🦔 PostHog provides open-source web & product analytics, session recording, feature flagging and A/B testing that you can self-host. Get started - free.
Whenever a graph containing 365 days worth of data is recalculated, we run the whole calculation over the whole time range.
We could instead leverage past results to speed up queries on dashboards.
Describe the solution you'd like
Note: This project depends on person-on-events for both person_id and person properties to be immutable across time.
Create a new function similar to execute_timeseries_query(query, filter, now, window_time=timedelta(days=0), buffer_time=timedelta(days=1))
This function would:
Load previous partial results from redis if any
Modify the query to run over time period without any results
Combine cached and clickhouse-fetched data
Save results to redis
Return response
Details of a possible implementation
Cache/result format
Response is a List[TimeSeries]
@dataclass
class TimeSeries:
values: List[float]
dates: List[str]
breakdown_value: Any
Note that zero values are filled in in values/dates.
Determining date range to run query on
Multiple components should be taken into account when deciding what time range to run query on:
Person time-to-merge (P): Amount of time we allow for users to change their person_id.
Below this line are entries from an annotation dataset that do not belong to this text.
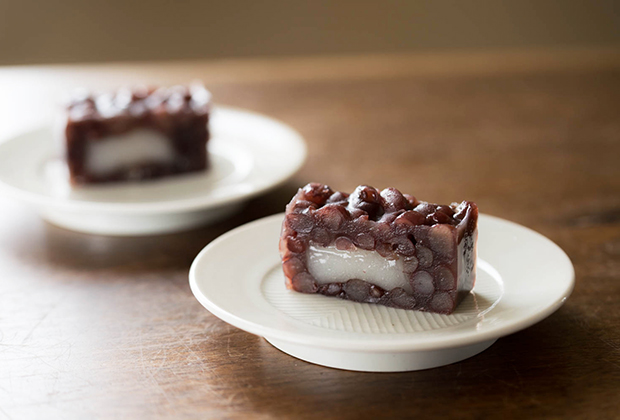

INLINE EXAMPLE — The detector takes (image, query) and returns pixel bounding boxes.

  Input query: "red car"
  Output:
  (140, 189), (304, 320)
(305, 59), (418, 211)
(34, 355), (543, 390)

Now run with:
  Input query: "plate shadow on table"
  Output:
(195, 305), (620, 418)
(15, 180), (300, 280)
We can’t cache anything during this period if query uses person_id anyhow. Instance setting.
Ingestion allowance (I): By default we should not cache anything from the running hour/day. Instance setting.
Conversion window (C): Only set for weekly/monthly active users queries. We extend the time period by up to C to make sure conversions are properly accounted for. Passed into the module depending on the callsite.
As such, assuming a query for [Start, End] time range with cached data between [CStart, CEnd], we run query in range [QStart, End] where
QStart = max(Start, CEnd - max(P, I) - C)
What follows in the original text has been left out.